ANCONA – Ultimati con la fine di giugno i lavori di messa in sicurezza della falesia del Cardeto. Un intervento molto complesso e tecnico durato oltre cinque anni, che ha richiesto anche l’utilizzo dell’elicottero per il trasporto dei materiali. L’intervento è stato possibile grazie a fondi del ministero dell’ambiente che nel 2019 sono stati trasferiti alle Regioni, e dunque anche alla Regione Marche, per la pianificazione del rischio idrogeologico. Le Regioni hanno successivamente individuato degli enti cosiddetti attuatori per la realizzazione degli interventi e uno ha riguardato proprio il Comune di Ancona con la falesia in questione e l’intervento denominato «Opere di tutela ambientale della falesia di Ancona – Messa in sicurezza tratto zona Cardeto». Un intervento che è stato descritto stamattina in conferenza, alla presenza dell’assessore Daniele Berardinelli – assente Stefano Tombolini – e di altri attori di quest’operazione, un intervento definito unico, in ambiente montano e marino nello stesso tempo, ma inserito anche in un ambiente urbano, frequentato e antropizzato, che ha richiesto una sinergia tra i tanti attori, compresa la Marina Militare da cui transitavano i mezzi per l’area del cantiere. L’opera, tra l’altro, ha permesso anche la riapertura dello stradello della Grotta Azzurra, nelle scorse settimane, e dunque il libero accesso alle tante grotte che si trovano in quella zona.

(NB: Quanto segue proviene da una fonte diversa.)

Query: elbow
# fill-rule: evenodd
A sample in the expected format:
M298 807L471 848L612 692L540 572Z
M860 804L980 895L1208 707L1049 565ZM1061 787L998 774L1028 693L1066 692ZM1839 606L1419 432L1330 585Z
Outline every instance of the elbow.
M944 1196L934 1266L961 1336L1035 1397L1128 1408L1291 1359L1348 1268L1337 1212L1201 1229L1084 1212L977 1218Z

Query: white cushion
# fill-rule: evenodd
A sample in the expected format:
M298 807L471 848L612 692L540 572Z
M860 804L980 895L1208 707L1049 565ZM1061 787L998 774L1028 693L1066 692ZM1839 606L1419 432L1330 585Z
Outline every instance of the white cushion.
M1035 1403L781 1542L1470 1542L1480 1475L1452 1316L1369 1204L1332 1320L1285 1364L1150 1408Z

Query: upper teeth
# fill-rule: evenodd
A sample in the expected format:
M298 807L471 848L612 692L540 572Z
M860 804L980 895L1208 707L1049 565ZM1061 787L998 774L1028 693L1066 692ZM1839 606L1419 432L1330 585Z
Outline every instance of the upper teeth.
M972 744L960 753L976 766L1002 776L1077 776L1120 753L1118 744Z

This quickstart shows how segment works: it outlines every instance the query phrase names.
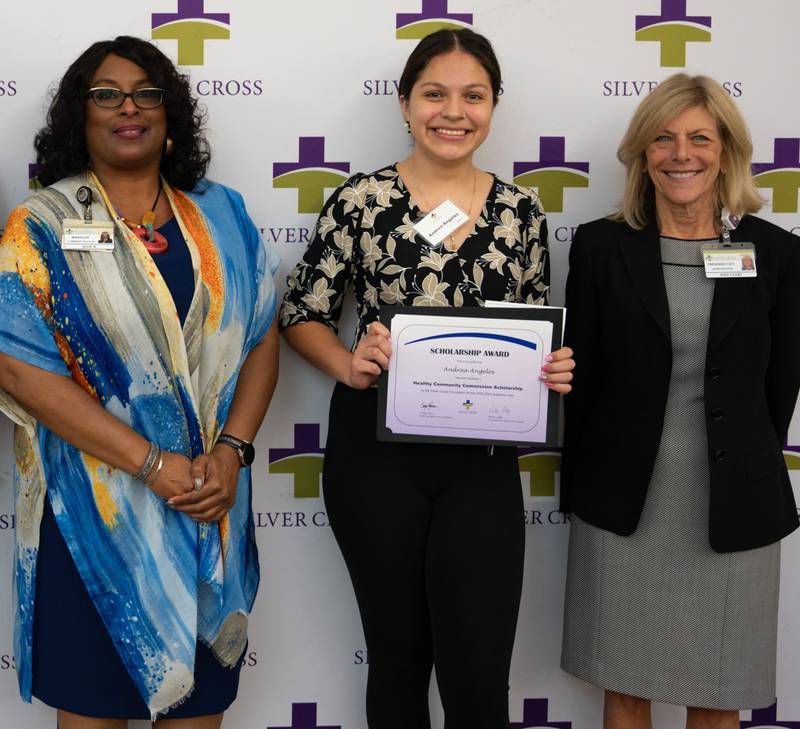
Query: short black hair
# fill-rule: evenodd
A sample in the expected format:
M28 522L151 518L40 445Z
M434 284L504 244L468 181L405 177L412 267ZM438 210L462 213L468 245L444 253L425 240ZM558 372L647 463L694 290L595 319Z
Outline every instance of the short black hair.
M211 152L204 134L205 113L192 95L189 79L152 43L121 35L93 43L62 77L36 134L37 175L43 185L84 172L90 165L86 146L86 92L106 56L114 54L140 66L155 86L164 89L170 154L161 157L161 174L173 187L191 190L205 177Z
M469 28L443 28L425 36L417 43L417 47L411 51L411 55L406 61L406 67L403 69L403 75L400 77L398 88L400 96L407 99L419 75L427 65L436 56L442 56L452 51L469 53L486 69L492 84L492 101L497 104L503 88L500 64L497 62L497 56L489 39Z

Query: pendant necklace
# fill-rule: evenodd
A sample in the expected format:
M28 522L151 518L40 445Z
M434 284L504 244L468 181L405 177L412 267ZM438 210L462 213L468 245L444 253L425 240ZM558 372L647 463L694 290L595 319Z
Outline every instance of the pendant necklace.
M133 234L140 241L142 241L148 253L164 253L167 248L169 248L169 241L155 229L156 206L158 205L158 200L161 197L163 189L164 183L162 182L161 177L159 177L156 199L153 200L150 210L142 215L141 223L134 223L132 220L128 220L122 215L119 216L120 220L133 231Z
M433 210L433 208L431 207L431 204L428 202L427 198L425 197L425 190L422 189L422 185L419 184L419 181L415 181L414 184L416 185L417 190L419 190L420 200L422 200L423 205L425 205L425 207L430 212L431 210ZM470 199L469 199L469 210L467 212L467 214L469 215L469 219L470 220L472 220L472 207L475 204L475 189L477 187L477 184L478 184L478 173L473 168L473 170L472 170L472 195L470 196ZM458 230L458 228L456 228L456 230ZM453 233L455 233L455 232L456 231L454 230ZM447 238L445 238L445 246L444 246L451 253L455 253L458 250L458 248L455 248L455 238L453 237L453 233L451 233L450 235L447 236ZM463 241L462 241L462 243L463 243ZM459 248L460 247L461 246L459 246Z

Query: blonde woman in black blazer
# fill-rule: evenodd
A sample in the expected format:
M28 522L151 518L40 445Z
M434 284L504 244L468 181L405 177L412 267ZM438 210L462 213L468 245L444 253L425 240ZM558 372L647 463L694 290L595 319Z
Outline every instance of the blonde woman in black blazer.
M687 706L689 729L732 729L775 700L800 241L751 214L751 154L719 84L672 76L620 145L620 212L570 251L562 666L606 690L606 729L649 728L651 700ZM705 275L723 209L755 278Z

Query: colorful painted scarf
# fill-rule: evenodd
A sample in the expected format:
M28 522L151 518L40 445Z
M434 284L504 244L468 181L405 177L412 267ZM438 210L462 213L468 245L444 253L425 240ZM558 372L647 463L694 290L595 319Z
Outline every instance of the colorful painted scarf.
M167 189L192 255L196 288L181 328L150 254L124 224L112 252L64 251L64 218L116 218L91 174L61 180L16 208L0 244L0 351L69 376L162 449L193 457L224 425L245 357L275 314L277 260L241 196L201 182ZM110 212L112 211L112 212ZM31 697L39 524L49 492L56 520L131 678L155 718L194 685L196 639L223 665L239 659L258 587L250 470L219 524L167 508L127 473L78 451L0 391L16 424L15 650Z

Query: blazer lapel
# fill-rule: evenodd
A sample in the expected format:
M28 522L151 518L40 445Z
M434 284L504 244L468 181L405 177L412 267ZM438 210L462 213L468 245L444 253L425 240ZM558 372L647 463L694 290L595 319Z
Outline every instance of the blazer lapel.
M661 248L658 227L652 221L644 230L623 228L619 236L620 249L633 286L645 308L655 319L664 336L671 340L669 327L669 303L661 268ZM624 315L624 312L620 312Z
M731 240L736 242L747 242L758 246L753 240L748 240L747 218L742 220L739 227L731 233ZM756 265L759 265L756 256ZM714 299L711 303L711 322L708 328L708 350L716 349L722 340L728 335L739 315L744 309L753 286L756 282L753 278L720 278L714 286Z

«Festeggiamo la fine dei lavori sulla falesia del Cardeto – ha spiegato Daniele Berardinelli –, con orgoglio finalmente dopo cinque anni la annunciamo, un’opera realizzata in un luogo non certo semplice dove intervenire. Un intervento svolto grazie anche alla collaborazione dei grottaroli di Ancona, per cui abbiamo cercato di limitare il disagio e di riaprire in certi periodi l’accessibilità alle grotte».

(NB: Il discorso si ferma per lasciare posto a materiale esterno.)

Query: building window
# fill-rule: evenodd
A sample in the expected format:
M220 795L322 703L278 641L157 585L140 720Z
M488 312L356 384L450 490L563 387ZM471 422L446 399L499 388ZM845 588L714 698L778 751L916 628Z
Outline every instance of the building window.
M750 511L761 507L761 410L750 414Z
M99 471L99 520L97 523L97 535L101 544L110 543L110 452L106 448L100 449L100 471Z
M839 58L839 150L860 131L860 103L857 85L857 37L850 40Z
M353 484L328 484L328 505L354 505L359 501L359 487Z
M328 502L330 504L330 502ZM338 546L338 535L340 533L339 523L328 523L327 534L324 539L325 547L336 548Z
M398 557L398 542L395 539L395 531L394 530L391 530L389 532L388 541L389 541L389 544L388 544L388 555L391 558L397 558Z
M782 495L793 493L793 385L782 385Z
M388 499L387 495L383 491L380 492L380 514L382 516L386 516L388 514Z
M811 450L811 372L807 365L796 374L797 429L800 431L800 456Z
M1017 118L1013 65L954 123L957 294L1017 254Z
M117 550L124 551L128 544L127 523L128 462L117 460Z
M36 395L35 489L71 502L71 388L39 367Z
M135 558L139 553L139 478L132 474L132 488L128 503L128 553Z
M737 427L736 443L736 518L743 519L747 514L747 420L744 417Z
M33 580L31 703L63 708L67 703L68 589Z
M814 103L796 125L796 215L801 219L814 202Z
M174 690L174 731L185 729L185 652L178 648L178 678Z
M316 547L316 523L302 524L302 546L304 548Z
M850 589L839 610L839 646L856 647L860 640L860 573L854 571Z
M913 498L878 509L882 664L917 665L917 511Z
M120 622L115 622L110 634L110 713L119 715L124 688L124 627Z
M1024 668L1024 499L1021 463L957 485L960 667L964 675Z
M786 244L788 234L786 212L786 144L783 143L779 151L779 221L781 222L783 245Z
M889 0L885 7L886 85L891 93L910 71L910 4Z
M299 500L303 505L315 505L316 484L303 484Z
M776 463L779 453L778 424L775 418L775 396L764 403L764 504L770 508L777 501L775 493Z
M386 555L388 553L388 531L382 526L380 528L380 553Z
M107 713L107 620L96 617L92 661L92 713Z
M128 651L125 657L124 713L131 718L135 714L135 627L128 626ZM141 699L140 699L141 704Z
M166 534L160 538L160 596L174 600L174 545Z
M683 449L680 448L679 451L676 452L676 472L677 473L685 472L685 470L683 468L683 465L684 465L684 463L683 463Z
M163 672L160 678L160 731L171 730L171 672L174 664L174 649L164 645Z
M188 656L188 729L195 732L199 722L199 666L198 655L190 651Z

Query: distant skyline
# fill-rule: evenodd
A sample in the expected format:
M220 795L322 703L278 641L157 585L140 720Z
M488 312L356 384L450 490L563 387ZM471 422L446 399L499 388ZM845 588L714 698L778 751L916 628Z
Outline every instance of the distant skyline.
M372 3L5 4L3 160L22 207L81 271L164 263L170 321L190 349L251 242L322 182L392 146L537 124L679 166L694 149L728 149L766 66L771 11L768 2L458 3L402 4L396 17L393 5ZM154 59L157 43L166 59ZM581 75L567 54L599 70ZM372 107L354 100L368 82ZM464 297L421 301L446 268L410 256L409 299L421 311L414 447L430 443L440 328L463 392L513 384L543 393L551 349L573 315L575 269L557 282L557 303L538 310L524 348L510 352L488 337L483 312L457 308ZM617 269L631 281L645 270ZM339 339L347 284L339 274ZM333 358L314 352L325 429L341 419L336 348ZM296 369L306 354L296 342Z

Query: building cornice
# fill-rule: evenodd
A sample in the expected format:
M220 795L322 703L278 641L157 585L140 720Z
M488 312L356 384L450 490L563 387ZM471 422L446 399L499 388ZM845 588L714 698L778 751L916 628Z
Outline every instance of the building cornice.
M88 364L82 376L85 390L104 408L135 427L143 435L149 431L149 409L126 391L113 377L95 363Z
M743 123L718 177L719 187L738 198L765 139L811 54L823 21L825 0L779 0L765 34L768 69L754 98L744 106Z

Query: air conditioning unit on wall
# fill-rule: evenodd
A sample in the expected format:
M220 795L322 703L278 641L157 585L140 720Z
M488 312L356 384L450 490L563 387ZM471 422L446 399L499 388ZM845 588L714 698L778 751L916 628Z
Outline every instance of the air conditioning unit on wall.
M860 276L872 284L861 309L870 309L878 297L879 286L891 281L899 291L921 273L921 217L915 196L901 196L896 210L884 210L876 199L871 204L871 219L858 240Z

La parte tecnica dell’intervento è stata spiegata da Stefano Capannelli, ingegnere del Comune di Ancona: «Sono stati lavori non così abitudinari nelle nostre zone, lavori complessi, per 2,6 milioni di euro, svolti spalla a spalla con Regione Marche grazie a questo finanziamento. L’ingresso del cantiere era nell’area della Marina, abbiamo fatto lavori con l’elicottero, sono state necessarie autorizzazioni del porto, del parco, una palestra per tutti».

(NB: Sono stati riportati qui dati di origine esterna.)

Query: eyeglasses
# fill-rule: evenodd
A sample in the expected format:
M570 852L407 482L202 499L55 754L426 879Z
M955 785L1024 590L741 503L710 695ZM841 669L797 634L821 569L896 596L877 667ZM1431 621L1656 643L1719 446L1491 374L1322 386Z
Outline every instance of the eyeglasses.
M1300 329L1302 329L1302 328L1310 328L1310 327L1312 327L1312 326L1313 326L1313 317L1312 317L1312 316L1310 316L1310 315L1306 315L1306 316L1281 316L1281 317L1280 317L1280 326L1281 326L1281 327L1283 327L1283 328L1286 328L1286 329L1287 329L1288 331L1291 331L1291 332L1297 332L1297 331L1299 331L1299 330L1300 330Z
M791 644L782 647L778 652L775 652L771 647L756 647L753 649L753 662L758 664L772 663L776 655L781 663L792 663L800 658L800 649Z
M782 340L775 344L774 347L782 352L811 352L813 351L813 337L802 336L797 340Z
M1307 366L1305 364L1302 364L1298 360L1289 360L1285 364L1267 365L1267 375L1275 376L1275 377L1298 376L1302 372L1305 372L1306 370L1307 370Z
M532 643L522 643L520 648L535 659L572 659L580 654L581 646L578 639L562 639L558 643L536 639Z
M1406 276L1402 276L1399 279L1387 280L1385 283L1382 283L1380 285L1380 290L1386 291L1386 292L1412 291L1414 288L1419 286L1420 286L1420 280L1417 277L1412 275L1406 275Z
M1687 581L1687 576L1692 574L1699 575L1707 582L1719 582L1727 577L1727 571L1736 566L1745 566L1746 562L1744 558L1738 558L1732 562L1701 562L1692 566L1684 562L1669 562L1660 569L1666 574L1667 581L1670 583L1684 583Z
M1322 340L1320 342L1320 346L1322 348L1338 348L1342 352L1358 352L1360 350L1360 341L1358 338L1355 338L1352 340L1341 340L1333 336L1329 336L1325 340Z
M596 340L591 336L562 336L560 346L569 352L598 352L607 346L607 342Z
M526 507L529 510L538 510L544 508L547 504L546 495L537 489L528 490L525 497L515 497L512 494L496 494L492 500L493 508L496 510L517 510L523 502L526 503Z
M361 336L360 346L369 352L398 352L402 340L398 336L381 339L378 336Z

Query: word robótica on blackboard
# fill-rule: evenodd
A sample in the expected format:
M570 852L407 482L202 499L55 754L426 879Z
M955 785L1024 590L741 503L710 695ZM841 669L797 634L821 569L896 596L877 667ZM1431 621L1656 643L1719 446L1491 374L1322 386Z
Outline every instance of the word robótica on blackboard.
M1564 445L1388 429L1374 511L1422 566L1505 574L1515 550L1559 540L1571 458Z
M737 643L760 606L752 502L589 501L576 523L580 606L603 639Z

Riccardo Picciafuoco, architetto, per il Parco del Conero ha aggiunto: «Siamo tutti molto contenti che la filiera istituzionale abbia funzionato e quando funziona le cose si fanno bene. Un’opera di rilevanza significativa non solo per la complessità, ma per la rilevanza paesaggistica, storico-ambientale. L’ente Parco è stato coinvolto in particolare perché questa falesia è anche un ecosistema, non solo una falesia geologica, e il contributo del parco è stato proprio quello di cercare di suggerire interventi per quanto riguarda l’apparato vegetazionale che non è solo salvare qualche specie ma perché quell’ambiente produce un ecosistema unico e specifico. Un intervento che può aiutarci ad andare in direzione di un assorbimento della zona del Cardeto all’interno del Parco del Conero».
Gli aspetti strettamente tecnici sono stati illustrati da Osvaldo Cargnel, ingegnere bellunese e progettista dell’intervento che ha spiegato tutte le difficoltà dell’operazione, dai lavori effettuati su un tratto di falesia di circa 120 metri al monitoraggio continuo che è stato effettuato e che continuerà a essere effettuato per tenere sotto osservazione la falesia. Una rupe che ha richiesto diversi tipi di protezione, come reti, chiodature, barriere paramassi, fascinature rinforzate, ma anche operazioni di cosiddetto disgaggio, cioè il parziale distacco di materiale roccioso reso indispensabile proprio per la messa in sicurezza della falesia stessa.